[llvm] [BOLT] Enable hugify for AArch64 (PR #117158)
via llvm-commits
llvm-commits at lists.llvm.org
Fri Dec 20 11:56:03 PST 2024
https://github.com/alekuz01 updated https://github.com/llvm/llvm-project/pull/117158
>From 813ccfaf3873dc5133d800c073f686573932ab60 Mon Sep 17 00:00:00 2001
From: Aleksei Kuzmenko <aleksei.kuzmenko at arm.com>
Date: Thu, 21 Nov 2024 12:59:15 +0000
Subject: [PATCH 1/5] [BOLT] Enable hugify for AArch64
---
bolt/lib/Rewrite/RewriteInstance.cpp | 17 +++++--
bolt/runtime/common.h | 6 ++-
bolt/runtime/hugify.cpp | 21 ++++++---
.../AArch64/Inputs/user_func_order.txt | 2 +
bolt/test/runtime/AArch64/hugify.c | 34 ++++++++++++++
bolt/test/runtime/AArch64/section-order.test | 10 +++++
bolt/test/runtime/AArch64/user-func-reorder.c | 44 +++++++++++++++++++
7 files changed, 123 insertions(+), 11 deletions(-)
create mode 100644 bolt/test/runtime/AArch64/Inputs/user_func_order.txt
create mode 100644 bolt/test/runtime/AArch64/hugify.c
create mode 100644 bolt/test/runtime/AArch64/section-order.test
create mode 100644 bolt/test/runtime/AArch64/user-func-reorder.c
diff --git a/bolt/lib/Rewrite/RewriteInstance.cpp b/bolt/lib/Rewrite/RewriteInstance.cpp
index 7059a3dd231099..5345d90c4e4163 100644
--- a/bolt/lib/Rewrite/RewriteInstance.cpp
+++ b/bolt/lib/Rewrite/RewriteInstance.cpp
@@ -582,8 +582,12 @@ Error RewriteInstance::discoverStorage() {
// Hugify: Additional huge page from left side due to
// weird ASLR mapping addresses (4KB aligned)
- if (opts::Hugify && !BC->HasFixedLoadAddress)

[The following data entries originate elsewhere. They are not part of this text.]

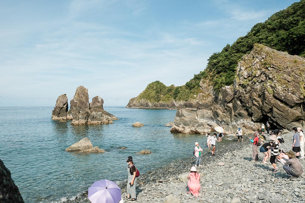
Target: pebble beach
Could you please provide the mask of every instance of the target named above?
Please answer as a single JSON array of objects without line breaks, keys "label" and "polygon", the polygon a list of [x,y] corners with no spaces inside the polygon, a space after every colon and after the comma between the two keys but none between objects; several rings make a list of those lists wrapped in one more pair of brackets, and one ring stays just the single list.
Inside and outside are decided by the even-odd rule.
[{"label": "pebble beach", "polygon": [[[285,142],[280,146],[280,149],[285,151],[291,150],[293,135],[292,132],[281,135]],[[266,137],[265,142],[269,140],[269,136]],[[225,136],[224,139],[228,137]],[[211,156],[209,149],[203,153],[202,166],[197,168],[201,176],[199,197],[187,193],[186,177],[195,161],[195,157],[190,156],[189,158],[141,173],[137,178],[136,202],[276,203],[305,201],[304,173],[300,177],[289,180],[279,162],[277,164],[278,170],[272,172],[273,167],[269,159],[267,163],[262,163],[264,156],[262,153],[259,152],[259,161],[251,161],[252,144],[248,136],[244,136],[243,142],[237,142],[235,136],[233,138],[233,142],[221,147],[217,148],[219,143],[217,142],[215,156]],[[206,144],[204,139],[201,141],[201,145]],[[190,151],[192,150],[190,149]],[[304,169],[305,159],[300,160]],[[127,180],[116,182],[121,189],[122,196],[124,197],[127,195]],[[62,202],[89,203],[88,195],[88,191],[85,191]],[[128,201],[125,199],[124,202]]]}]

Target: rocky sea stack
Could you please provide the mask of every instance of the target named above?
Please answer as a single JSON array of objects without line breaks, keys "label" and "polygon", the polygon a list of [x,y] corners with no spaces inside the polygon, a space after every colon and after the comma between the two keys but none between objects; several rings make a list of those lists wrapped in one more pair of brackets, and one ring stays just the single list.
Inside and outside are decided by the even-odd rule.
[{"label": "rocky sea stack", "polygon": [[68,97],[66,94],[59,96],[56,100],[54,110],[52,111],[52,119],[59,120],[67,119],[68,107]]},{"label": "rocky sea stack", "polygon": [[89,103],[88,89],[83,86],[77,88],[69,111],[67,101],[65,94],[58,97],[52,112],[52,119],[72,120],[71,124],[77,125],[113,123],[113,121],[119,120],[104,110],[104,101],[99,96],[93,97]]},{"label": "rocky sea stack", "polygon": [[257,44],[239,63],[233,85],[212,94],[209,107],[178,111],[171,131],[203,134],[221,125],[228,133],[239,127],[247,132],[267,121],[277,128],[303,128],[304,70],[305,58]]}]

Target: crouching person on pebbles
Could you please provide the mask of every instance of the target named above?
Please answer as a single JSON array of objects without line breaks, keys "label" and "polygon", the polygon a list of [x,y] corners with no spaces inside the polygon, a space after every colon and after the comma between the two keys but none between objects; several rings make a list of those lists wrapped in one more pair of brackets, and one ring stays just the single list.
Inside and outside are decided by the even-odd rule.
[{"label": "crouching person on pebbles", "polygon": [[195,167],[197,167],[201,166],[200,164],[201,162],[201,152],[203,152],[203,150],[199,146],[199,143],[197,142],[195,142],[195,156],[196,157],[196,164]]},{"label": "crouching person on pebbles", "polygon": [[187,192],[192,193],[194,196],[198,197],[199,195],[199,190],[201,187],[199,183],[201,179],[200,174],[197,172],[197,170],[195,166],[192,166],[191,168],[189,174],[188,176],[188,179],[189,179],[188,183],[188,186],[190,191]]},{"label": "crouching person on pebbles", "polygon": [[[289,157],[289,159],[279,156],[278,156],[278,159],[284,166],[283,168],[287,173],[289,179],[292,179],[300,176],[303,173],[303,169],[300,161],[296,158],[293,152],[287,152],[286,154]],[[284,162],[284,160],[286,161],[285,162]]]},{"label": "crouching person on pebbles", "polygon": [[127,173],[128,173],[128,180],[127,181],[127,196],[125,197],[129,202],[135,201],[135,166],[132,161],[132,157],[129,156],[127,158],[126,162],[128,164]]}]

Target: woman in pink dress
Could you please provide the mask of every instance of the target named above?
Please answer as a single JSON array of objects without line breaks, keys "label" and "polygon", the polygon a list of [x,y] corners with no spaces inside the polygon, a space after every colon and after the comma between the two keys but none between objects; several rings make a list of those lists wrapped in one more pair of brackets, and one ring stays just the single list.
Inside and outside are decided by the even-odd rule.
[{"label": "woman in pink dress", "polygon": [[200,174],[197,173],[197,170],[195,166],[192,166],[191,168],[190,173],[188,176],[188,186],[189,189],[189,192],[188,193],[191,193],[192,194],[196,197],[198,197],[199,194],[199,190],[201,186],[199,183],[201,180]]}]

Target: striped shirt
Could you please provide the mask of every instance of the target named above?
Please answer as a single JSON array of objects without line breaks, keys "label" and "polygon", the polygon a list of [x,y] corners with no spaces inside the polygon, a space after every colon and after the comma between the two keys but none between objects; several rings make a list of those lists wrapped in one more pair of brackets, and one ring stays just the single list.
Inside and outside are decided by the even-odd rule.
[{"label": "striped shirt", "polygon": [[277,141],[274,141],[272,143],[272,147],[274,147],[273,149],[271,149],[271,156],[277,156],[278,153],[278,143]]}]

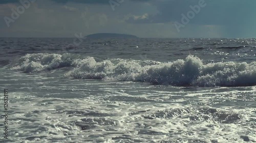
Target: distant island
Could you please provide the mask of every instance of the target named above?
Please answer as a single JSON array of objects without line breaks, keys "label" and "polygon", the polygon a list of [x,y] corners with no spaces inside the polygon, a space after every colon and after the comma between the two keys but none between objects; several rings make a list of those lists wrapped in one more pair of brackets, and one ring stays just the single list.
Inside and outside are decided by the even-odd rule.
[{"label": "distant island", "polygon": [[138,38],[138,37],[128,34],[121,34],[116,33],[97,33],[89,35],[87,36],[88,38],[92,39],[105,39],[105,38],[117,38],[117,39],[131,39]]}]

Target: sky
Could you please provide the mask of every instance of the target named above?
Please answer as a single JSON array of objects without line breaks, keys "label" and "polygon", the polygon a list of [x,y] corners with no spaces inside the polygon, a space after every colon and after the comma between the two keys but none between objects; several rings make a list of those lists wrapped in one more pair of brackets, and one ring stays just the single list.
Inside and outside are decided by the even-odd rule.
[{"label": "sky", "polygon": [[256,37],[255,0],[20,1],[0,1],[1,37]]}]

+ if (opts::Hugify && !BC->HasFixedLoadAddress) {
NextAvailableAddress += BC->PageAlign;
+ BC->outs() << "BOLT-INFO: Hugify, Additional huge page from left side due to"
+ << "weird ASLR mapping addresses(4KB aligned): " << NextAvailableAddress
+ << '\n';
+ }
if (!opts::UseGnuStack && !BC->IsLinuxKernel) {
// This is where the black magic happens. Creating PHDR table in a segment
@@ -5722,17 +5726,22 @@ void RewriteInstance::rewriteFile() {
// Write all allocatable sections - reloc-mode text is written here as well
for (BinarySection &Section : BC->allocatableSections()) {
- if (!Section.isFinalized() || !Section.getOutputData())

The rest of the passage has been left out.